La juge conservatrice Amy Coney Barrett a déclaré que ces préoccupations étaient renforcées par le fait que les tribunaux inférieurs n'avaient pas encore eu l'occasion d'étoffer pleinement les affaires avant qu'elles ne parviennent à la Cour suprême.

"Je veux dire par là que nous n'avons pas beaucoup d'informations à ce sujet et qu'il s'agit d'une loi tentaculaire, ce qui me rend un peu nerveuse", a déclaré Mme Barrett à Paul Clement, un avocat représentant NetChoice.

Les décisions autorisant le maintien des lois pourraient conduire à un patchwork de mesures étatiques régissant la modération des contenus, ce qui augmenterait la complexité et le coût de la mise en conformité pour les plates-formes.

L'administration du président Joe Biden , qui s'oppose à ces lois, a fait valoir que les restrictions en matière de modération de contenu violaient le premier amendement en obligeant les plateformes à présenter et à promouvoir des contenus qu'elles considèrent comme répréhensibles.

Le juge conservateur Samuel Alito, lors d'un échange virulent, a demandé au solliciteur général des États-Unis, Elizabeth Prelogar, si l'expression "modération de contenu" était un euphémisme pour désigner la censure, reprenant ainsi une préoccupation exprimée par des fonctionnaires de Floride et du Texas et par des commentateurs conservateurs.

La Cour suprême est composée d'une majorité conservatrice de 6 contre 3.

uN NON-SENS

M. Clement a expliqué aux juges que les plateformes cherchaient à promouvoir un dialogue ouvert, ajoutant que, contrairement aux affirmations des États, "les voix conservatrices ont vraiment prospéré sur ces sites web" M. Clement a déclaré que le maintien des lois serait dangereux pour les jeunes - dont l'utilisation des médias sociaux est de plus en plus considérée comme néfaste - car les mesures de protection pourraient être remises en cause.

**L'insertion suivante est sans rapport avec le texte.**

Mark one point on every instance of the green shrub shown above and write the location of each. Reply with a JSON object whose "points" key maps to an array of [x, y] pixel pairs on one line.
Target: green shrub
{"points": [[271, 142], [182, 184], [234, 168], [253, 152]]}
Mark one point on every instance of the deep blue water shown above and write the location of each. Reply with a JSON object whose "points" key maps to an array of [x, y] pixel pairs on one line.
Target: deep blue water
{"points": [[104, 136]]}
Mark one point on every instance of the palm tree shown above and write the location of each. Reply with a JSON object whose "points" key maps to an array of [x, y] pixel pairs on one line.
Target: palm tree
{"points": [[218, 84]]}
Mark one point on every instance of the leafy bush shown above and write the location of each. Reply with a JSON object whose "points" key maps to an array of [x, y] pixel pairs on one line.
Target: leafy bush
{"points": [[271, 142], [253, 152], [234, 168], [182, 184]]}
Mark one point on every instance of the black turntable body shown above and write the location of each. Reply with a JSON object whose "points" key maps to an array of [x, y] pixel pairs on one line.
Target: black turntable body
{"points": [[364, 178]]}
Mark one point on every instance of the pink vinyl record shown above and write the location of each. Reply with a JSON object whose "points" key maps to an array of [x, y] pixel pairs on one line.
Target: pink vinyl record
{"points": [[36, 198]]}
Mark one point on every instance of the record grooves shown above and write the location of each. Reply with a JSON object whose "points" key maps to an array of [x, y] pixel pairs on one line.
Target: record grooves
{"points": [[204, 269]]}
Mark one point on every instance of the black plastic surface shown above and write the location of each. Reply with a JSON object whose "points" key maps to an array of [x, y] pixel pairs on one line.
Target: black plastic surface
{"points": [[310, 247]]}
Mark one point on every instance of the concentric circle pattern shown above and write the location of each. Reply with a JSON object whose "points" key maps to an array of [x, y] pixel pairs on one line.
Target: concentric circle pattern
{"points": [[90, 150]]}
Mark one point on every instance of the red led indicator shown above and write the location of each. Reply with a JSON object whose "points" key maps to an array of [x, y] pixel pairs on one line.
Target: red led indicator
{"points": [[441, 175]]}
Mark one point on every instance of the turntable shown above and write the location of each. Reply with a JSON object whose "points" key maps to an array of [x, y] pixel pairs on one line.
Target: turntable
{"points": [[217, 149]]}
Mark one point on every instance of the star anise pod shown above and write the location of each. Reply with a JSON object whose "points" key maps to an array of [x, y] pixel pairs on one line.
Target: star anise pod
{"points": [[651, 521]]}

"Si nous avons une prévention du suicide, nous devons avoir une promotion du suicide afin d'éviter la discrimination de point de vue. Cela ne devrait pas poser de problème", a déclaré M. Clement.

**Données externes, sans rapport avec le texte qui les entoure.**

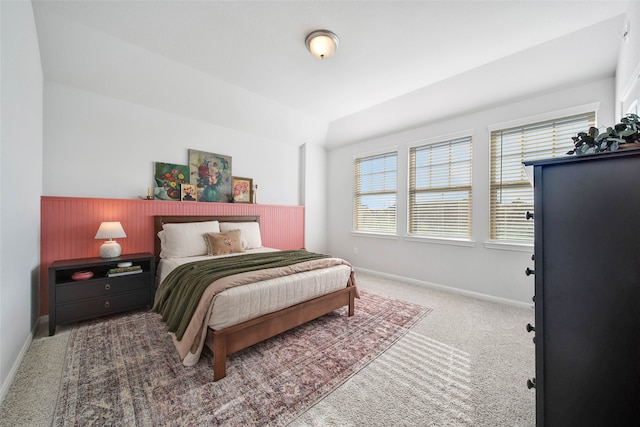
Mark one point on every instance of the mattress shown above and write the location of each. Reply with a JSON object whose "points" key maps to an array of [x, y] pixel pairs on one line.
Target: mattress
{"points": [[246, 302]]}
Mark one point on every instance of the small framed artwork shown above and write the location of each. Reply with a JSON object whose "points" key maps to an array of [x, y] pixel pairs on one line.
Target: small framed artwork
{"points": [[188, 193], [168, 179], [242, 190], [211, 174]]}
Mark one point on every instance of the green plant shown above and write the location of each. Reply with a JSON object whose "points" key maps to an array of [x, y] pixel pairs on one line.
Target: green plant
{"points": [[592, 141]]}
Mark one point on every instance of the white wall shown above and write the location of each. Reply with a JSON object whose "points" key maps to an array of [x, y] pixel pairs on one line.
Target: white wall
{"points": [[98, 146], [628, 70], [477, 269], [314, 196], [20, 184], [120, 108]]}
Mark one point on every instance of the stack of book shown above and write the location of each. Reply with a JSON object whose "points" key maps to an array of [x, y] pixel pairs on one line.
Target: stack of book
{"points": [[123, 271]]}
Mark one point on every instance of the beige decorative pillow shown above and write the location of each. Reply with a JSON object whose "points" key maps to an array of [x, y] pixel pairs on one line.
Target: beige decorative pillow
{"points": [[185, 240], [223, 243], [251, 238]]}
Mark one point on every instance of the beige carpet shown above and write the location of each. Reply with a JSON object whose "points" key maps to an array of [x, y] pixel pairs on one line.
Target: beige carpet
{"points": [[465, 364]]}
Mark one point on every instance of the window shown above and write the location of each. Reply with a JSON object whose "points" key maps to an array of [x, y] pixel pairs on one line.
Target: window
{"points": [[511, 192], [376, 183], [440, 189]]}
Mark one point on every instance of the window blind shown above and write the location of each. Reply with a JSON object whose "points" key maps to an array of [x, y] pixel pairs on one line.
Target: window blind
{"points": [[376, 184], [511, 192], [440, 189]]}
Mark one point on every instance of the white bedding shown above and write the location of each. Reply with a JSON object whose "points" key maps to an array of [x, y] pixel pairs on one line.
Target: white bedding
{"points": [[242, 303]]}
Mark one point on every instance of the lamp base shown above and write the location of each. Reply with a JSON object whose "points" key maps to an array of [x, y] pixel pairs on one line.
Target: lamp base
{"points": [[110, 249]]}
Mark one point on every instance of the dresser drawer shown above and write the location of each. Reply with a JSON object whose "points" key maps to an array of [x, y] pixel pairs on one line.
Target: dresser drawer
{"points": [[101, 287], [95, 307]]}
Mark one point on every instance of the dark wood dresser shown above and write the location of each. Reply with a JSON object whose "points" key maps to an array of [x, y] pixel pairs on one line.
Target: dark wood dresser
{"points": [[71, 300], [587, 290]]}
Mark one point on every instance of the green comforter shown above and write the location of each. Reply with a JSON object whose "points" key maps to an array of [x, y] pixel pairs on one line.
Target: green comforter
{"points": [[179, 294]]}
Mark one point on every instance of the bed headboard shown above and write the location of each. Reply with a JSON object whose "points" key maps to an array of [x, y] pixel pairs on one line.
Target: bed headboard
{"points": [[158, 222]]}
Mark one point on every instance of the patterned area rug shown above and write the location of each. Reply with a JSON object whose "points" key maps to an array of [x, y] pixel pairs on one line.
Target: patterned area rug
{"points": [[124, 370]]}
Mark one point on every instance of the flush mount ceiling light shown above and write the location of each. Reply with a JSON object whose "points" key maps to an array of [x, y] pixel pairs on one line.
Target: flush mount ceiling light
{"points": [[322, 43]]}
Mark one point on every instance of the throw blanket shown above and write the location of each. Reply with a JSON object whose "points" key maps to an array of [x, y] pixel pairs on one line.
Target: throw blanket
{"points": [[179, 294]]}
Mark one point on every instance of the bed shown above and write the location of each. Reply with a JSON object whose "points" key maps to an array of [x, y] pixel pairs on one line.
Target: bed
{"points": [[246, 308]]}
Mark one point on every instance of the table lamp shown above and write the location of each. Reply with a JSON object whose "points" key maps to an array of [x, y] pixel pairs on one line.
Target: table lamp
{"points": [[110, 230]]}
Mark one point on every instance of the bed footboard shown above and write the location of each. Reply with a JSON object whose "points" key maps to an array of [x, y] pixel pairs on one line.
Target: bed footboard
{"points": [[235, 338]]}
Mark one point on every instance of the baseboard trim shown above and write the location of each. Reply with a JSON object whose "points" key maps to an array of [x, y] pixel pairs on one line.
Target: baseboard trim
{"points": [[470, 294], [23, 352]]}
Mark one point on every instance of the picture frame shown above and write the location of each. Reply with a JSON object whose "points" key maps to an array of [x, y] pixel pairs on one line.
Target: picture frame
{"points": [[188, 193], [242, 190], [168, 178], [211, 174]]}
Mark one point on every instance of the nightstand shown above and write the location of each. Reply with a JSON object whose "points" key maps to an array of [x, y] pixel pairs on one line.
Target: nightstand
{"points": [[74, 300]]}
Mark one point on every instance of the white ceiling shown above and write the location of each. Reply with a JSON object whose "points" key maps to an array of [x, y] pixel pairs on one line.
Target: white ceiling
{"points": [[387, 48]]}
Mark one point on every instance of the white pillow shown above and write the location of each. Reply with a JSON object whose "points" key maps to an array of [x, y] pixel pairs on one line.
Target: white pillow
{"points": [[185, 240], [250, 233]]}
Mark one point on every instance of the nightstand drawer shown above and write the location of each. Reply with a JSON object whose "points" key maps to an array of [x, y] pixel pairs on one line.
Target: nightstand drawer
{"points": [[89, 308], [102, 287]]}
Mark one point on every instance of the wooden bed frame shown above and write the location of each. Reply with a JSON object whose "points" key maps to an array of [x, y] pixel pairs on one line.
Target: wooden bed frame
{"points": [[235, 338]]}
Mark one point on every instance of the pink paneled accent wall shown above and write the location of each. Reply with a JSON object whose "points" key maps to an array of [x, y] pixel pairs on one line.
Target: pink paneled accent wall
{"points": [[69, 225]]}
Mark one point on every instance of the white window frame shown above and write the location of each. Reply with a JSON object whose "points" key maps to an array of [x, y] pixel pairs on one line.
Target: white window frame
{"points": [[372, 154], [523, 245], [441, 238]]}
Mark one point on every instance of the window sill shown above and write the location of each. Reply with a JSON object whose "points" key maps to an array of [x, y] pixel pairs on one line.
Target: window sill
{"points": [[441, 240], [508, 246], [376, 235]]}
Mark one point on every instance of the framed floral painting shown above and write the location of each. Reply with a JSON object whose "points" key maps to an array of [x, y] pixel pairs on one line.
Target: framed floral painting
{"points": [[188, 193], [168, 179], [242, 190], [211, 174]]}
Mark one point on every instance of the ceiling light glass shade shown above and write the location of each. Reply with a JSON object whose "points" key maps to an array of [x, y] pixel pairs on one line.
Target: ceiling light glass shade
{"points": [[110, 230], [322, 44]]}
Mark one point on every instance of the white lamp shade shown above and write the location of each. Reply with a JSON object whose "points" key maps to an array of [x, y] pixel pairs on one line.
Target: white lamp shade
{"points": [[322, 44], [110, 230]]}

La loi de Floride exige que les grandes plateformes "accueillent certains discours qu'elles préféreraient ne pas accueillir" en interdisant la censure ou l'interdiction d'un candidat politique ou d'une "entreprise journalistique"

La loi du Texas interdit aux entreprises de médias sociaux comptant au moins 50 millions d'utilisateurs actifs mensuels d'agir pour "censurer" les utilisateurs en fonction de leur "point de vue", et permet aux utilisateurs ou au procureur général du Texas d'intenter une action en justice pour la faire appliquer.

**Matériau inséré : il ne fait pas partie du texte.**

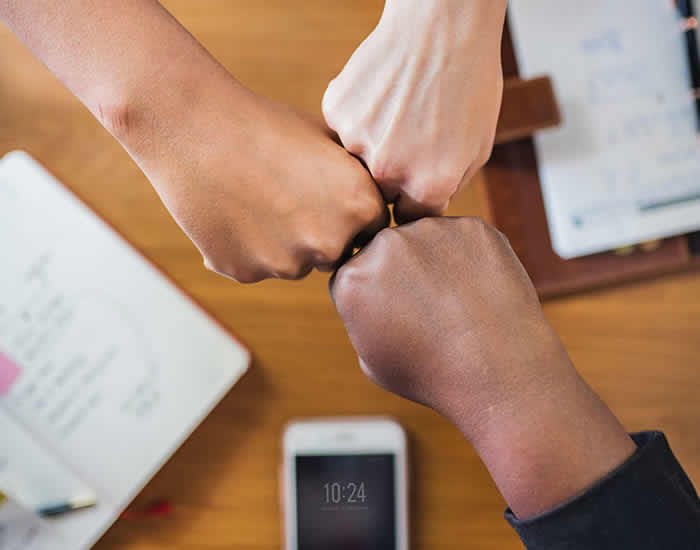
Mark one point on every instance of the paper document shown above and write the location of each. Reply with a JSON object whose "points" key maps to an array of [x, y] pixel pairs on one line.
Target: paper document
{"points": [[624, 167], [105, 366]]}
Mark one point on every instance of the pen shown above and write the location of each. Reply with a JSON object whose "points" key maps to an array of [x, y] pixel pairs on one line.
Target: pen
{"points": [[687, 9], [60, 508]]}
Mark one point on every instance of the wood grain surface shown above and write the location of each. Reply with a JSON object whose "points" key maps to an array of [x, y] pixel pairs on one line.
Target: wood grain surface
{"points": [[639, 345]]}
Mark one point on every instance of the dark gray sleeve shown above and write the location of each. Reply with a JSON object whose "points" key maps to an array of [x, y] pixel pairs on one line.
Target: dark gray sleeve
{"points": [[647, 503]]}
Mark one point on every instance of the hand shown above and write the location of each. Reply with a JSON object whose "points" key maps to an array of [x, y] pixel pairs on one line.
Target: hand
{"points": [[419, 100], [440, 311], [261, 190]]}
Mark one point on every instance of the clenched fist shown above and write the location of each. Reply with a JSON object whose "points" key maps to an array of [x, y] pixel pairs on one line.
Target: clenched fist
{"points": [[441, 311], [419, 100]]}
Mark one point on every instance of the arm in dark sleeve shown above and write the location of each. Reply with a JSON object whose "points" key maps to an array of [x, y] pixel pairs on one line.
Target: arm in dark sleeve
{"points": [[647, 503]]}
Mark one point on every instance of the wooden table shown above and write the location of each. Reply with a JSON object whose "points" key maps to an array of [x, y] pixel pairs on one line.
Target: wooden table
{"points": [[639, 346]]}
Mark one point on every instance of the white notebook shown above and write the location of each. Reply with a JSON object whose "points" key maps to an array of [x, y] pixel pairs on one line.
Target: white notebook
{"points": [[624, 167], [105, 366]]}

La Floride cherche à relancer sa loi après que la 11e cour d'appel du circuit américain, basée à Atlanta, s'est prononcée en grande partie contre elle. Les groupes industriels font appel d'une décision de la 5e cour d'appel de circuit des États-Unis, basée à la Nouvelle-Orléans, qui confirme la loi texane.

La décision de la Cour suprême est attendue pour la fin du mois de juin.

Selon Debra Aho Williamson, analyste de longue date de Meta, propriétaire de Facebook, une décision confirmant les lois pourrait avoir un impact sur la capacité des entreprises de médias sociaux à attirer des annonceurs.

"À l'approche des élections de 2024, les annonceurs américains sont très préoccupés par la sécurité des marques dans les médias sociaux. La majorité d'entre eux ne veulent pas que leurs marques soient associées à des contenus négatifs ou incendiaires", a déclaré Mme Williamson.